What is a Direct Competitor?
A direct competitor is another business that offers the same solution to fulfill your customers’ needs as your business does.
Direct competitors represent the most visible competitive pressure that most businesses face, though they are far from the only one.
In addition to direct competitors, businesses face competitive pressure from indirect competitors, the power of customers, the power of suppliers, the threat of substitute products, and the threat of new entrants (these are explained in more detail below).
Examples of Direct Competitors
Purchasing decisions are based on needs.
When more than one business offers a solution to that need, these businesses compete with one another. To be considered direct competitors, the businesses in question must offer the same solution to fill that need for the same target market.
Two pizza shops in the same neighborhood are direct competitors.
They both provide the same solution to hungry customers. In this case the “solution” is pizza, convenience, and proximity.
Both pizza shops may attempt to differentiate themselves from one another by offering different unique options, delivery, or order-ahead services, but fundamentally both shops offer the same solution to customers seeking pizza (the same target market).
Yahoo!, Bing, and Google are all search engine direct competitors. When a customer logs on to find information, each of those search engines offers the same solution to that need.
The same goes for Verizon and Sprint, Coke and Pepsi, and Petco and PetSmart.
When competitors offer a different solution to the same target market, they are indirect competitors.
A pizza shop and a sandwich shop in the same neighborhood are indirect competitors.
They provide the same solutions of food, convenience, and proximity to the same target market, but in this case the products are different.
How to Deal with a Direct Competitor
The best way to tackle a direct competitor is to differentiate your own business and focus on what makes it great.
The more you can differentiate your business, the clearer the choice becomes for customers in your shared target market.
In this sense, you are effectively transitioning direct competitors into semi-indirect competitors. The specific blend of core competencies that your business has mastered to set itself apart from others is known as your unique selling proposition (USP). By developing and honing your USP, you communicate to members of your target market why they should choose you over the competition.
Other Competitive Pressures
Competitors—both direct and indirect—are not the only competitive pressures that businesses face.
The bargaining power of suppliers, the power of customers, the threat of new entrants to an industry, and the threat of substitute products all exert competitive pressure on businesses.
The Power of Suppliers
When relatively few suppliers control the flow of goods, they have more bargaining power to control prices.
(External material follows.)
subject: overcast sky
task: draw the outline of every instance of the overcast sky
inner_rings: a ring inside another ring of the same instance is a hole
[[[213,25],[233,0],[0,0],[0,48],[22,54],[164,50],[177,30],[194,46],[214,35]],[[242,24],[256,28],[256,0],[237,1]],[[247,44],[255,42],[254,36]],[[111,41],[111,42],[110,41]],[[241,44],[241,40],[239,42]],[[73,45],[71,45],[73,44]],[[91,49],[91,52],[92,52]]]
If competition within the industries of your suppliers is high, these suppliers often lose power. When this happens the prices and other concessions that suppliers can demand are reduced.
The Power of Customers
When there are relatively few customers in a target market, those individuals have the ability to make demands of the companies they do business with. Lower prices, more value, and other concessions are all effects of doing business in an industry that has powerful customers.
This competitive pressure can be mitigated by moving into new markets and increasing the number of customers (thus decreasing your reliance on each customer).
The Threat of New Entrants
Let’s say you run a pizza shop in a neighborhood that also has a sandwich shop. We already know that the sandwich shop is your indirect competitor, but competitive pressure can also come from the ease with which a third company could open a new business.
If it is easy for someone to start a taco stand in your neighborhood, then that taco stand, as a new indirect competitor, will take some of your target market away. Worse, someone could start another pizza shop and compete directly with your business.
The Threat of Substitute Products
In the case of our pizza and sandwich shop examples, each represents a substitute product for the other. If you are hungry, both a slice of pizza and a sandwich are suitable meals. Between pizza, sandwiches, other restaurants, and grocery stores, a pizza shop experiences a high degree of competitive pressure from the potential of substitute products.